Em conclusão, Christa Wolf apresenta-nos uma outra Medeia, diferente da euripidiana, que aparece, numa abordagem directa e original, aos olhos da autora, isenta de qualquer crime e integrada numa emocionante história de intriga política, de amor, de poder e de opressão do poder perante os fracos e oprimidos, que tanto defende.
Comprova-se, pois, em Medeia – Vozes, que, embora o mito de Medeia remonte a uma época passada e a tradições literárias bastante antigas, entre elas a versão de Eurípides, que imortalizou Medeia como a infanticida, continua sempre bastante dinâmico e actual.
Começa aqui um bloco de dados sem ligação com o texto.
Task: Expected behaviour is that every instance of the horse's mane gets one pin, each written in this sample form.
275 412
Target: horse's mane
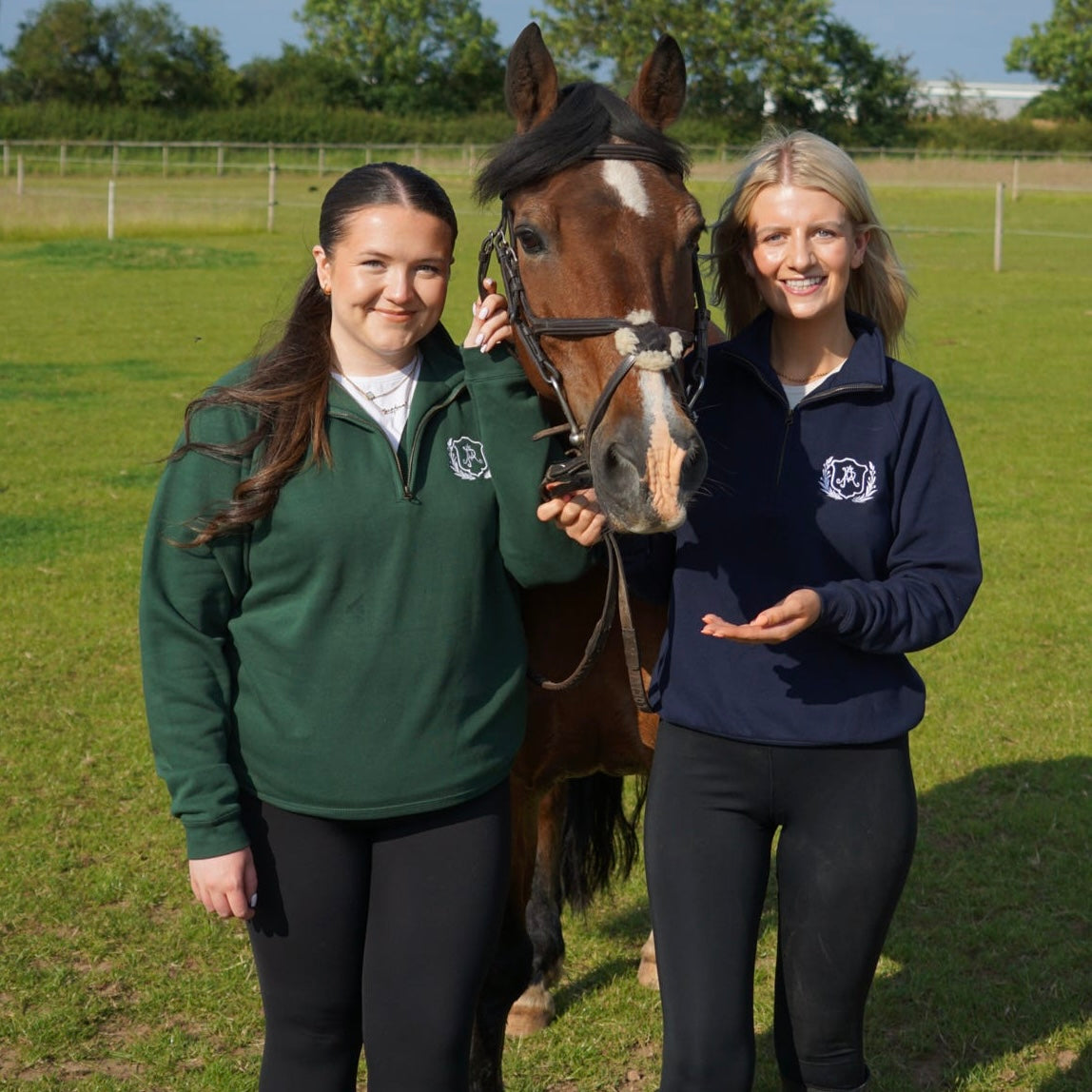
588 116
Christa Wolf - Morreu em Berlim, a cidade onde vivia desde os anos 1950, o símbolo da Alemanha dividida que foi, a par de um feminismo que era reflexo da pressão inevitável da sociedade sobre o indivíduo, o grande tema do seu trabalho literário. Christa Wolf, autora de “Cassandra: Narrativa” ou “Medeia: Vozes”, voz polémica na antiga República Democrática Alemã (RDA), de que foi uma das escritoras mais respeitadas mas, igualmente, uma das mais críticas; voz que se manteve polémica quando da reunificação (a que se opôs), morreu aos 82 anos, de “doença prolongada”, anunciou a sua casa editorial a Suhrkamp-Verlag.
Candidata ao Nobel, viu o seu amigo Günter Grass, distinguido pela Academia Sueca em 1999, declarar na altura que gostaria de partilhar com ela aquela que é a mais importante distinção literária mundial.